Bugün de devletin yönettiği cezaevlerindeki mahkûmlar, özel işletmeciler tarafından ucuz iş gücü olarak kullanıyorlar. ABD’de aynı zamanda özel cezaevleri de bulunuyor. Tahmin edildiği gibi bu ‘işletmelerin’ şartları çok daha ağır. İstifa etme, başka bir işyeriyle anlaşma gibi imkanları olmayan mahkumların, greve gitme, iş ağırlaştırma gibi talep ya da izin, zam isteme gibi hakları da yok. Dışarıda işçilerin saatini 7-8 dolara çalıştığı işlerde çok daha ağır şartlarda ancak 17-50 cent arası ücret alabiliyorlar. Bu ucuz işgücünü gören şirketler, lobi faaliyetleriyle hızla özel hapishaneler açtırdılar. Şuan 2 milyon mahkûmun yaklaşık 900 bini işçi olarak çalıştırılıyor. Kimi eyalet yönetimleri, sermaye çekmek için mahkûmların ucuz işgücünü teşvik olarak kullanır hale geldi. Kimi zamanlar kitlesel olarak iş bırakma ya da açlık grevi eylemleri yaşansa da büyük sermayelerin ellerinde bulunan medya, direnişleri pek gündemleştirmedi.

Türkiye ise ABD modelini daha düşük yoğunlukta uyguluyor. ABD’deki gibi özel hapishaneler olmasa da Türkiye’de de Adalet Bakanlığı’na bağlı cezaevlerinde “İşyurtları Kurumu Daire Başkanlığı” tarafından mahkûmlar işçi olarak çalıştırılabiliyor. “Hükümlüyü topluma kazandırmak ve meslek sahibi olmalarına yardımcı olmak” gerekçesiyle yürütülen proje, mahkûmların meslek sahibi olmalarının yanında, psikolojik bir rahatlamayı getiren bir uğraş kazanmaları hasebiyle olumlu karşılanabilir. Ancak emeklerinin sömürülmemesi şartıyla.
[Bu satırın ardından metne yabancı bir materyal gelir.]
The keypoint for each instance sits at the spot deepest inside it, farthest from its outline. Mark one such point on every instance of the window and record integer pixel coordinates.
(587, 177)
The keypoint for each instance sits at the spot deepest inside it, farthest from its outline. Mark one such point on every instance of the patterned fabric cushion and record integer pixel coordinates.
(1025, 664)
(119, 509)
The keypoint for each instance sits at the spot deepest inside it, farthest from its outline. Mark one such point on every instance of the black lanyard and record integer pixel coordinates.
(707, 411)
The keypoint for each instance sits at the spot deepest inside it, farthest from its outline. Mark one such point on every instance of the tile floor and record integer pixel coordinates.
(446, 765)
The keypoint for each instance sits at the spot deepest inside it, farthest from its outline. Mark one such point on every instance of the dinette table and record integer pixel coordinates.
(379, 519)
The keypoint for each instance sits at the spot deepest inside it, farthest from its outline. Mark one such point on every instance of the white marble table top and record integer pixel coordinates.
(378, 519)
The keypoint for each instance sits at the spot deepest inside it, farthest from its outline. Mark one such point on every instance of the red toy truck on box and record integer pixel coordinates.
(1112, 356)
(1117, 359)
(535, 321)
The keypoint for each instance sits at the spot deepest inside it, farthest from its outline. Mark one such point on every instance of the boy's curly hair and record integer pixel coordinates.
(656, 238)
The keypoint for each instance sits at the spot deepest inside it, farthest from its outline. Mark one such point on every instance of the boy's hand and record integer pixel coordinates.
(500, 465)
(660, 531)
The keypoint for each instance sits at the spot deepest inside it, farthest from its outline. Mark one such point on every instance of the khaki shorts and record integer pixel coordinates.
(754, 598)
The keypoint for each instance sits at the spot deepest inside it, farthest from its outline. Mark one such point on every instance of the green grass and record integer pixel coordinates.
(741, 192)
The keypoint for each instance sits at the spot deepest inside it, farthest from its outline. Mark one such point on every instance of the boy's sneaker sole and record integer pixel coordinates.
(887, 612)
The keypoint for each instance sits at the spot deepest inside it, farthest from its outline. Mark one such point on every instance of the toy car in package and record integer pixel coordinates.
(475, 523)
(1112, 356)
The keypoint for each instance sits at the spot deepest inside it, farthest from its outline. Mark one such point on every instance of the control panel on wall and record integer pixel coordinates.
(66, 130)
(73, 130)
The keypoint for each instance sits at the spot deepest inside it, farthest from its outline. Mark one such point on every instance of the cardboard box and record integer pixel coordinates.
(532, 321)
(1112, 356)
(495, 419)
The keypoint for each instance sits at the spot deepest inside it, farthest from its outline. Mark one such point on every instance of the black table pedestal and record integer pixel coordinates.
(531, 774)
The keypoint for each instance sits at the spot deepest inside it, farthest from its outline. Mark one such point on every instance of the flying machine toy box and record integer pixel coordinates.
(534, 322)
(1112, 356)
Türkiye’de portakal, zeytin, ceviz üretiminden hayvan çiftliklerine ve mobilya üretim fabrikalarına kadar farklı alanlarda mahkumlar çalıştırılıyor.  İşyurtları Kurumu Daire Başkanlığı’nın 2016 faaliyet raporuna göre 258 farklı işkolunda, 50 binin üzerinde mahkûm çalışıyor. Ücretler, ABD’ye oranla daha iyi. Ancak yine de günlük çalışma ücreti olarak 6 lira ile 13 lira arasında değişen ücretlerin, emeklerini karşıladığı söylenemez. Hele ki 2016 yılı mali gelirin 3 milyar TL’ye yakın, buna karşılık 50 binin üzerindeki işçi mahkûma ödenen toplam yevmiyenin ise sadece 30 milyon 40 bin lira olduğu düşünüldüğünde.

Medyaya düşen haberlere göre, mahkumların en büyük şikayetleri ise bizatihi haksızlıkları barındıran mevzuatlara dahi uyulmadan çalıştırılmaları. Mahkûmlar, izin günlerinde dahi çalıştırıldıklarını belirtirken zor şartlara itirazlarında ise kapalı cezaevlerine gönderilmeyle tehdit edildiklerini belirtiyorlar.

Bu uygulama, cezaevinde gelir elde etmeleri, meslek edinmeleri ve cezaevi psikolojisini çalışarak atlatmaları açısından cazip gelebilir. Ancak hürriyetinden mahrum olan bir bireyin tüm haklarını koruma ve kollama görevi, onu yaptığına karşılık hürriyetinden alıkoyarak cezaevinde tutan merciin görevidir. Bu merci, emekleri üzerinden gelen kazancın albenisine kapılırsa Allah korusun, ABD’deki mahkum satma ya da kiralama yönteminin bizde de yaşanmaması içten bile değil.